Cisco sees "continued stabilisation" across Europe with order strength in the UK up 7%, Germany up 5%, and northern Europe as a whole up 4%. It has just reported Q3 FY '14, where it says it “executed well as we managed through the transitions in our business and markets, resulting in our financial performance above our expectations”.

Cisco sees "continued stabilisation" across Europe with order strength in the UK up 7%, Germany up 5%, and northern Europe as a whole up 4%. It has just reported Q3 FY '14, where it says it “executed well as we managed through the transitions in our business and markets, resulting in our financial performance above our expectations”. From a top and bottom line perspective, total revenue was $11.5bn, down 5%. Router revenue fell 10%, but orders were nearly flat. Switch sales fell 6%.

CEO John Chambers (pictured): “Europe is still a little bit fragile, but we did see stability across the north with some growth rates for a change and Europe in total was finally positive, not counting the emerging markets for us. Even stability in the South looks like occurring. Now I know they've still got structural issues there, and I know some of the countries are in transformation, have some tough decisions to make. But I think they are out of this downturn and slowly improving.”

Orders in our emerging markets declined 7% with the BRICs plus Mexico down 13%. "As we said for several quarters, we expect these challenges to continue. The challenges we saw included Brazil, down 27% and Russia down 28%."

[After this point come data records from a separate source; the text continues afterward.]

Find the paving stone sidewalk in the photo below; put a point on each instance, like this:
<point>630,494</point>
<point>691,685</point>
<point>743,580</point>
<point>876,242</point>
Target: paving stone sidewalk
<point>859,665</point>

John Chambers once more states Cisco is seeing price pressure in markets such as campus switching (Huawei and HP are competing aggressively here), but insists software-defined networking (SDN) isn't a factor. Switching, emerging markets, and carrier sales are expected to stay pressured near-term.

The market is changing, and Cisco is evolving to match it, it says. Robert Lloyd, President, Development and Sales: “We are seeing a number of our customers of all types begin to look at not just recurring revenue, but kind of a pay-as-you-go or pay-as-you-drink type of approach. We've closed a number of key deals and these are $100 million type of deal this quarter alone that we'll see the results on over the next three to five years, but it shows very little impact in terms of this quarter.”

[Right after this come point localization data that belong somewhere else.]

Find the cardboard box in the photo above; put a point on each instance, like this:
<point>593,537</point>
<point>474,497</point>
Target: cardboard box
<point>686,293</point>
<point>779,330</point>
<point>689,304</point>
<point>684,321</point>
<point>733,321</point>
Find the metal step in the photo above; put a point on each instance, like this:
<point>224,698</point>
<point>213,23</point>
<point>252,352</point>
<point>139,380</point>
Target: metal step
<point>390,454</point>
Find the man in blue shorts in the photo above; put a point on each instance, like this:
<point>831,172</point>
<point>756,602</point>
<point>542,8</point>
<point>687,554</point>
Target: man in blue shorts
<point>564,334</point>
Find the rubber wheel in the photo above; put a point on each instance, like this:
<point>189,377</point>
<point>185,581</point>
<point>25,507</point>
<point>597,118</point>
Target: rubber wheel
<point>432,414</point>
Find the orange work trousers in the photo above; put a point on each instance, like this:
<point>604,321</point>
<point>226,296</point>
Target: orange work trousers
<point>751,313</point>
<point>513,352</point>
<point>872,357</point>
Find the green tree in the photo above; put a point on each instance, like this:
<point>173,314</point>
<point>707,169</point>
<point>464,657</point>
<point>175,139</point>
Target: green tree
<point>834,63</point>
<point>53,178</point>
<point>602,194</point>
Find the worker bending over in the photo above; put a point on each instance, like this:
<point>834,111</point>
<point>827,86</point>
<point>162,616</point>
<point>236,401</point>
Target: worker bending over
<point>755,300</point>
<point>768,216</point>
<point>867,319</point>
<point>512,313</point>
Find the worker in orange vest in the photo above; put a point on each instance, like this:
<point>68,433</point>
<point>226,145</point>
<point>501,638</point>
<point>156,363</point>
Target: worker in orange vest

Data center (UCS server) sales remain strong, growing 29% Y/Y with market share gains against Dell, HP and IBM). But service provider video sales, down -26% remain weak.

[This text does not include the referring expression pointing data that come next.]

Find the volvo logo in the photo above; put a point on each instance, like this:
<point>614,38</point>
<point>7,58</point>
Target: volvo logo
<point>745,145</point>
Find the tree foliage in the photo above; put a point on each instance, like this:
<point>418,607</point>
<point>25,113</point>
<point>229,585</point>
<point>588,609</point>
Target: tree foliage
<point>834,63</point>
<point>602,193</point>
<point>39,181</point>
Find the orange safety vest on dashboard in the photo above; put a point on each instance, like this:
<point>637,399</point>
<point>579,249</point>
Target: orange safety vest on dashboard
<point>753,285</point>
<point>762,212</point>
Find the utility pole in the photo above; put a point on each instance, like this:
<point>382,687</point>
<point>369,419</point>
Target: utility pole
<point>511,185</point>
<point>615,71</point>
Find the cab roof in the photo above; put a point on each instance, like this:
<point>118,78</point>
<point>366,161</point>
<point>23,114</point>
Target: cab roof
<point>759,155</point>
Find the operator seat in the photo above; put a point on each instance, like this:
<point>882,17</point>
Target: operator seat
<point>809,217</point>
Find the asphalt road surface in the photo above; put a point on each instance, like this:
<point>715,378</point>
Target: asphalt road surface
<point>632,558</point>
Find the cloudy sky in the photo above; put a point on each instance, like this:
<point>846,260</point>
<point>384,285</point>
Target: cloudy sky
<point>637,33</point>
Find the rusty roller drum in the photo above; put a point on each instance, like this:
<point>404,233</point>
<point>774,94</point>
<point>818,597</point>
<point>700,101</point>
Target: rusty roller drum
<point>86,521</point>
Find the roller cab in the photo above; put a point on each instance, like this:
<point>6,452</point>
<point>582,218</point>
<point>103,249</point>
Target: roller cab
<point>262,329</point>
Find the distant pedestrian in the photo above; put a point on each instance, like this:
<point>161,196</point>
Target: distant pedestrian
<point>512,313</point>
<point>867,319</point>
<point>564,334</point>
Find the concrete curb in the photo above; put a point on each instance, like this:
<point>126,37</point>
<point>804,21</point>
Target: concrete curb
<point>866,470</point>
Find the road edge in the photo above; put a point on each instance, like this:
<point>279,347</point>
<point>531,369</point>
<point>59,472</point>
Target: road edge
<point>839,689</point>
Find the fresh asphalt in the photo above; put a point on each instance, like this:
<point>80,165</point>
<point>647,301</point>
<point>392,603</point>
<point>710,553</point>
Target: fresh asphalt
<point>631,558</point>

On the data centre business, UCS, Robert Lloyd feels “candidly, very comfortable with us continuing to beat our competition, IBM, HP and Dell. “Our growth of 29% against, I think, the three of them added together which might have shown negative growth in terms of Blade servers. Our real competition here is white label. We saw this coming three to four years ago. We're going to sell architectures in the white label approach as opposed to standalone products. I personally believe standalone products from any company, whether its standalone switch or a standalone server will get squeezed pretty hard. And so our competition there is architecture and how you bring compute and network and storage together, how you bring that together with application-centric infrastructure and bring it down the environment.”